The anxiety spread after he saw another statistic online attributed to a local real estate firm showing the median home sale price in Berkeley increased 19% over the past year, to $1.9 million. Online real estate marketplace Zillow reports that the average home price in Berkeley is around $1.7 million, representing a 15% increase since last year.

“It sends a message to people who don’t have that much money that you’re not welcome here,” he says.

Magofña says he lived alone for a decade before moving in with his roommate, a close friend from college, to combat loneliness at the start of the pandemic. With the friend leaving, he wanted to live alone again, but found that he couldn’t locate a single one-bedroom in Berkeley that fit his $1,500 budget.

“I’ve explored options and none make sense,” he wrote on his campaign site. “As a 38 y.o. director at a nonprofit, I don’t want a random roommate in an overpriced rental. I also cannot afford a 1 bd in the district, let alone in the entire city, without struggling and, at this point in my life, I will not.”

Though he spent his childhood in Hawaii, Magofña moved to the Bay Area in high school when his father, then an active member of the military, was stationed there.
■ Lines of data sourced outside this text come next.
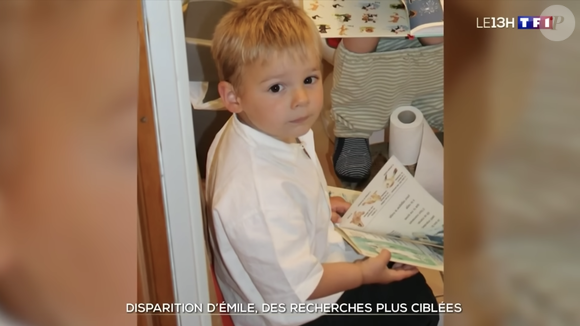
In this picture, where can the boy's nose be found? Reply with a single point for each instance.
(300, 98)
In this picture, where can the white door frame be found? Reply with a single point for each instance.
(165, 37)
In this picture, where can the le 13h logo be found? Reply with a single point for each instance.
(556, 22)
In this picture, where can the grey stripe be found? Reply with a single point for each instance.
(368, 87)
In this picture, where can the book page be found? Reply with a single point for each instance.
(353, 18)
(394, 204)
(425, 13)
(401, 252)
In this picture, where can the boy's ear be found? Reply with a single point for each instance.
(229, 97)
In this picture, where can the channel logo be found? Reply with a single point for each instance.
(557, 23)
(539, 22)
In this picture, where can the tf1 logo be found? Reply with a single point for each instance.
(539, 22)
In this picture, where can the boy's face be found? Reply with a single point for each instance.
(281, 97)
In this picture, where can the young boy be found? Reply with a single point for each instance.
(271, 231)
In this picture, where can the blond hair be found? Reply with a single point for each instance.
(257, 29)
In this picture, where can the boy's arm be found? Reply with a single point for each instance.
(337, 277)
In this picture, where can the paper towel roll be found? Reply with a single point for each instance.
(405, 134)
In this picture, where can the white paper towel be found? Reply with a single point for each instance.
(405, 133)
(429, 171)
(412, 141)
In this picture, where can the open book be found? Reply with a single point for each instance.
(394, 212)
(379, 18)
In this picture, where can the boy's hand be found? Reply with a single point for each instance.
(375, 270)
(339, 206)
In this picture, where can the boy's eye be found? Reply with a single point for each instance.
(276, 88)
(309, 80)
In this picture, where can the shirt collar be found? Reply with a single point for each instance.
(261, 140)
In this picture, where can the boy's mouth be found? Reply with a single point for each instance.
(300, 120)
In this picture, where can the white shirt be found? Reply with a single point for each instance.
(271, 217)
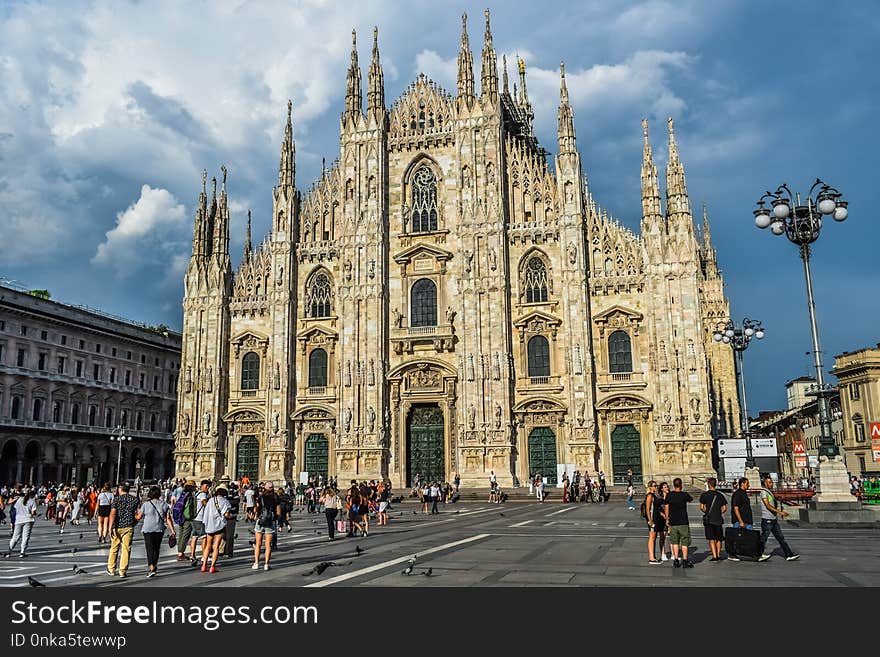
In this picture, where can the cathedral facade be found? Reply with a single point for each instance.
(444, 301)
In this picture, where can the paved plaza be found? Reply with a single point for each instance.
(468, 544)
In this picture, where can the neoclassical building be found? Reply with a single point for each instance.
(447, 298)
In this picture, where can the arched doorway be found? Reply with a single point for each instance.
(542, 454)
(9, 462)
(626, 452)
(247, 458)
(317, 455)
(424, 439)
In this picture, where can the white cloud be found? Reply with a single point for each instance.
(148, 232)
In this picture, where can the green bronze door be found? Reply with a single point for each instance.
(542, 454)
(626, 452)
(247, 458)
(425, 448)
(316, 455)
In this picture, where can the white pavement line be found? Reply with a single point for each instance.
(394, 562)
(556, 513)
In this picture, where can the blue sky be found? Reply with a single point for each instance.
(110, 110)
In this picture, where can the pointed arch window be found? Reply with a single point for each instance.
(250, 371)
(318, 368)
(539, 356)
(319, 296)
(424, 200)
(535, 280)
(619, 352)
(423, 303)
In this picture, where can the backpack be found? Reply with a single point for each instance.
(183, 509)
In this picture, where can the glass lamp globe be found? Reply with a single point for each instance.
(781, 209)
(827, 205)
(762, 218)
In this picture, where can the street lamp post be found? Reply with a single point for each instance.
(801, 222)
(121, 438)
(739, 337)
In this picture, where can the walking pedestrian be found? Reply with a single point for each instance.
(770, 522)
(331, 510)
(713, 505)
(267, 512)
(154, 513)
(679, 526)
(24, 509)
(105, 499)
(214, 515)
(122, 522)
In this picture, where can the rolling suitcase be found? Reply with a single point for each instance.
(743, 543)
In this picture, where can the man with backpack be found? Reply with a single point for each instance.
(182, 513)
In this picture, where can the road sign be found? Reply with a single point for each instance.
(800, 453)
(732, 448)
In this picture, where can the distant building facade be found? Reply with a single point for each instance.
(69, 377)
(858, 376)
(441, 301)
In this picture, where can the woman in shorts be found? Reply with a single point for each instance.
(268, 510)
(216, 512)
(105, 499)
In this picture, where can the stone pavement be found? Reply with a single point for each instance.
(469, 544)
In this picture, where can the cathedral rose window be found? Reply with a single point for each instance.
(424, 200)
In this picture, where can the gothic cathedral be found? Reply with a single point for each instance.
(444, 301)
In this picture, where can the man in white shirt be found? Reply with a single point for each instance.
(25, 511)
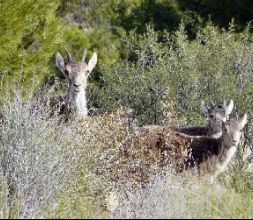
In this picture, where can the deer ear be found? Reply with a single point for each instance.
(84, 55)
(204, 108)
(229, 107)
(59, 62)
(243, 121)
(92, 62)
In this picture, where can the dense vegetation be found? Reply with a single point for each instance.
(159, 58)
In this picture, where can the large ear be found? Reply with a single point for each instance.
(84, 55)
(59, 62)
(243, 121)
(204, 108)
(93, 61)
(229, 107)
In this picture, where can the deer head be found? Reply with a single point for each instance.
(77, 74)
(218, 114)
(232, 130)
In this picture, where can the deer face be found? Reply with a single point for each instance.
(76, 72)
(232, 130)
(218, 114)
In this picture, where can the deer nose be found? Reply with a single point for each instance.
(76, 85)
(234, 142)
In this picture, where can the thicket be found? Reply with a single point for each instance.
(160, 59)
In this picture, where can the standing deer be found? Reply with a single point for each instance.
(200, 149)
(77, 74)
(216, 115)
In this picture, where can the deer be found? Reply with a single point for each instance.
(186, 151)
(216, 114)
(77, 74)
(218, 151)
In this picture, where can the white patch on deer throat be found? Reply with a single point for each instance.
(80, 103)
(217, 135)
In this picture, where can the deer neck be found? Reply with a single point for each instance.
(78, 103)
(214, 130)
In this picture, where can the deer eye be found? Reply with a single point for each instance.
(66, 72)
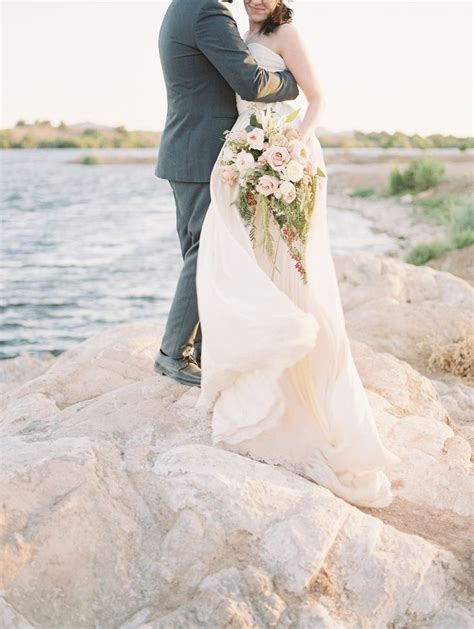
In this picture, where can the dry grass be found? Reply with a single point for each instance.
(456, 358)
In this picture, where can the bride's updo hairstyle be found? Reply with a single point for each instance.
(281, 14)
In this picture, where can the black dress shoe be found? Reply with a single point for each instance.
(184, 370)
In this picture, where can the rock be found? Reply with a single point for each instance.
(14, 371)
(403, 309)
(119, 512)
(458, 400)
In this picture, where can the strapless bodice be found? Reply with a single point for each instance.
(268, 59)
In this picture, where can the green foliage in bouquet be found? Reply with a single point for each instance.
(284, 194)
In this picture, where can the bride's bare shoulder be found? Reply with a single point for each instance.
(286, 36)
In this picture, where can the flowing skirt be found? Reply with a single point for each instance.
(278, 377)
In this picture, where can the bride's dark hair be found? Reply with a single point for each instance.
(281, 14)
He says that his interest in housing justice began after college at UC Berkeley with a stint as an AmeriCorps volunteer in San Francisco’s Mission district. The organization provided him with a stipend that placed him right above the poverty line—an experience he says wiped out the little savings he had.

Observing the ways the city fails its residents that live both below and right above the poverty line, Magofña found himself wondering: “What kind of housing are we trying to build for the future?” The question has been his guiding star throughout his career.

One of his proposals, which he didn’t have the chance to formally publish to his site before dropping out, was to promote partnerships with senior homeowners to create affordable housing. The model has been instituted elsewhere in the Bay Area, recently in Marin County, where an elderly resident sold her $1 million property to a community land trust at half market price so that it can be converted into affordable housing once she dies.

Magofña says that though he’s worried that he disappointed supporters by dropping out, he believes he will be able to contribute more to the community after he settles into a new city that he can afford to live in.  

He doesn’t know where he’ll end up yet, and says he might leave California altogether. His roommate is going back to where he grew up, in San Bernardino, something that Magofña can’t do because his family moved back to Hawaii when his father retired and the military stopped providing housing.

“My parents don’t live here because it was too expensive for them to buy a house,” he says. “And this was 13 years ago.”